My Two Cents: A Little Wiser, and a Little Heavier
“Your one year anniversary is coming up. Khalas, you’ve waited long enough. I want you to be nine months pregnant, next month”, my grandma demands over our catch up call yesterday. She’s not kidding.
This time last year, I was a blushing bride lathering myself in egg whites, rice baths, and moisturizing hair treatments. I was nervous and excited for the adventure to come.
I look at my messages to see the last loving text I sent my husband. It read “stop using my toothbrush or I will beat you with it” to which he responded with “( . )( . )”.
A summary of our relationship: sass, love, absurd threats, confusion about who the red toothbrush belongs to (me), and an abundance of explicit emoticons.
This year, I learned that the honeymoon ends at the honeymoon. That marriage isn’t like living with your boyfriend as some explained it to me, because you can send your boyfriend home when you get mad or turn off your phone. You have to face the fight when you’re married because all you have is each other and he’s literally sleeping five inches away from you. I also learned that morning breath is unavoidable unless you run to brush your teeth before he wakes up (which really gets exhausting) and that no matter how hard you try to deny it, eventually he will realize you have to go #2.

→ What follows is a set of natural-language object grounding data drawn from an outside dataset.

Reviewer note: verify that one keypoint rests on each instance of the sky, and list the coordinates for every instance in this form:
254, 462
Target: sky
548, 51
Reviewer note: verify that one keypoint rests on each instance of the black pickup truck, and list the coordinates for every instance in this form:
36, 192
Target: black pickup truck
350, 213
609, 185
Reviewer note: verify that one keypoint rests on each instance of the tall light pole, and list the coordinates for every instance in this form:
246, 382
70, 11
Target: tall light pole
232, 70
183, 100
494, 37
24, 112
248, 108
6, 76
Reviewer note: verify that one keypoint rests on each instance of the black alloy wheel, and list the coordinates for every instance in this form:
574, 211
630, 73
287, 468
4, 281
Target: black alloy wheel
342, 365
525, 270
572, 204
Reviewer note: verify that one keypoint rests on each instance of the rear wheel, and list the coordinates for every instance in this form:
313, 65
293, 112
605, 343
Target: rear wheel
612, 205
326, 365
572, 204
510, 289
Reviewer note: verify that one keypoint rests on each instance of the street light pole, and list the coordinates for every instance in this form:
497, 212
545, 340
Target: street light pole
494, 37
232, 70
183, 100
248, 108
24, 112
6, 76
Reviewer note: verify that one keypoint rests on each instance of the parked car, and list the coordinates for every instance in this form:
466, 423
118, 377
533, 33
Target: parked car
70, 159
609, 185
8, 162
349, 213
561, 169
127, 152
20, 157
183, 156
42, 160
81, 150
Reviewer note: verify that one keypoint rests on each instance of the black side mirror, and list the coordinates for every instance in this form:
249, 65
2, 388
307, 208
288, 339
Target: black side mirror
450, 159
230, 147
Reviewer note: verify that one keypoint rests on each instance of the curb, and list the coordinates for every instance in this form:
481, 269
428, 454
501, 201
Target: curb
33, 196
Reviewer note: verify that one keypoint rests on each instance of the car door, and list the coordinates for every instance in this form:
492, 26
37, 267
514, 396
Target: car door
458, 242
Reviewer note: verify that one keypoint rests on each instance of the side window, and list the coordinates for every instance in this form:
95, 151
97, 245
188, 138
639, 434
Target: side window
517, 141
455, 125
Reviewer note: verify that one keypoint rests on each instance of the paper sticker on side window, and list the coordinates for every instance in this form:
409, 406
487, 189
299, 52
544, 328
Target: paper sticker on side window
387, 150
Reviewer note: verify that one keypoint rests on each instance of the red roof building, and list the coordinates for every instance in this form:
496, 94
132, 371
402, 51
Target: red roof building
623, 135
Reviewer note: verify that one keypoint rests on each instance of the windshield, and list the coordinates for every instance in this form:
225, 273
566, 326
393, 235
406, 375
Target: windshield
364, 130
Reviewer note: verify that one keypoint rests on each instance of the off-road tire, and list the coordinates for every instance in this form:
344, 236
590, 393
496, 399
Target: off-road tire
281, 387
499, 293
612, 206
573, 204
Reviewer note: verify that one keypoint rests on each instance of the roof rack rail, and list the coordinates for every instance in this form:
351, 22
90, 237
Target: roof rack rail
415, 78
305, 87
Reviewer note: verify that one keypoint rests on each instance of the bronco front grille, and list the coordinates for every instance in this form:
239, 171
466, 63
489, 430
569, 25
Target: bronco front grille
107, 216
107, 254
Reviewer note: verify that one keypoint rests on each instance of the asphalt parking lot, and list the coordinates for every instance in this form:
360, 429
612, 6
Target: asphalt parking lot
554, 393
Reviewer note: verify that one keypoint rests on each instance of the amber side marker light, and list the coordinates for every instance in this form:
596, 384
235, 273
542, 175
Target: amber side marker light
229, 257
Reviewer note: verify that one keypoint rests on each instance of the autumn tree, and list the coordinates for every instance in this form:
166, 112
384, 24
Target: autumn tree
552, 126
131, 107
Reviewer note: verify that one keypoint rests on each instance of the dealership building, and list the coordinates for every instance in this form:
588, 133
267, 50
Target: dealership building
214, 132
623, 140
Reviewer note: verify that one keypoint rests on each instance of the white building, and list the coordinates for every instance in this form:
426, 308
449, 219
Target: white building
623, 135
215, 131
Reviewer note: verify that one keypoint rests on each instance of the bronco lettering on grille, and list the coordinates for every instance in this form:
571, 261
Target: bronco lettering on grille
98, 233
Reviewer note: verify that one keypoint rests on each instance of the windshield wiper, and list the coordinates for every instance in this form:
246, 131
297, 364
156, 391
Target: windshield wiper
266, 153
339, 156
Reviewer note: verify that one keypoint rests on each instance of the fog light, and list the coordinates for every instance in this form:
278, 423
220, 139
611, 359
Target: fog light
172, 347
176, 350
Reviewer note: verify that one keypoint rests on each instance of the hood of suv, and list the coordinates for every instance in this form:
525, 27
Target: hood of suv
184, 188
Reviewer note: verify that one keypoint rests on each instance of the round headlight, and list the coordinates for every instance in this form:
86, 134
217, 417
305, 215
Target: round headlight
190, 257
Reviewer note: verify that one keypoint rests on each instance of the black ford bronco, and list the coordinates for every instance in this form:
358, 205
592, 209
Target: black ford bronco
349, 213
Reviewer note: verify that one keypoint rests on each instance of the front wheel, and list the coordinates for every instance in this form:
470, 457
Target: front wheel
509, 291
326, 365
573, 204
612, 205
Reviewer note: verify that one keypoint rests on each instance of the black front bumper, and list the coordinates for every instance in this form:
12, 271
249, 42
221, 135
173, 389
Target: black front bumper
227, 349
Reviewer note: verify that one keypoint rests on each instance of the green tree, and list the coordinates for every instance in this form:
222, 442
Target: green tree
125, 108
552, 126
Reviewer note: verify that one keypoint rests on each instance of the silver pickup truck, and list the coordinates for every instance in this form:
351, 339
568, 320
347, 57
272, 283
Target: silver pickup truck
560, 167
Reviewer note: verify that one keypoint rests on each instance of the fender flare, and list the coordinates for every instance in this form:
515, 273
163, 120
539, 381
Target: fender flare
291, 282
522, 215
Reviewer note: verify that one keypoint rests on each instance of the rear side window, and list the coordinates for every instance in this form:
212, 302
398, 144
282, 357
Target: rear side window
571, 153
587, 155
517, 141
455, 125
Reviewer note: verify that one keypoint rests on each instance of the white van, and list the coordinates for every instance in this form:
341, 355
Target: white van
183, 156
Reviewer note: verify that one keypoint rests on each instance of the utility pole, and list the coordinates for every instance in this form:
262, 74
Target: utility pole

Most importantly, I learned that the first year is the hardest year as they say. It’s full of ridiculous amounts of love and frustrations that make you want to both hug and stab your spouse. It’s also full of strange realizations that you’re actually interested in conversations about cleaning services, and a new grocery store that sells reasonably priced locally grown fruits and veggies, all while giggling over the fact that our husbands think the floor is a hamper. You find that discussions of finances, mortgages, and children circle your dinner table, as well as dreams and ambitions.
And while I’ve definitely grown over the past year, both physically and mentally (especially physically*), I realize how little I thought I actually knew and how much more I have to learn. I’m not in Kansas anymore, that’s for sure.
So here I am: a little wiser, but still a freshman in the school of life and responsibilities.
*A message to all the brides-to-be, you will gain weight. Between birth control (if you take it), raging hormones, and the change in lifestyle – it will happen one way or the other. “Not me” you say? I did too, until I found myself struggling to fit into my skinny jeans because my ass had expanded horizontally from all of the last minute pastas I threw together while learning how to cook. And I haven’t even had kids yet.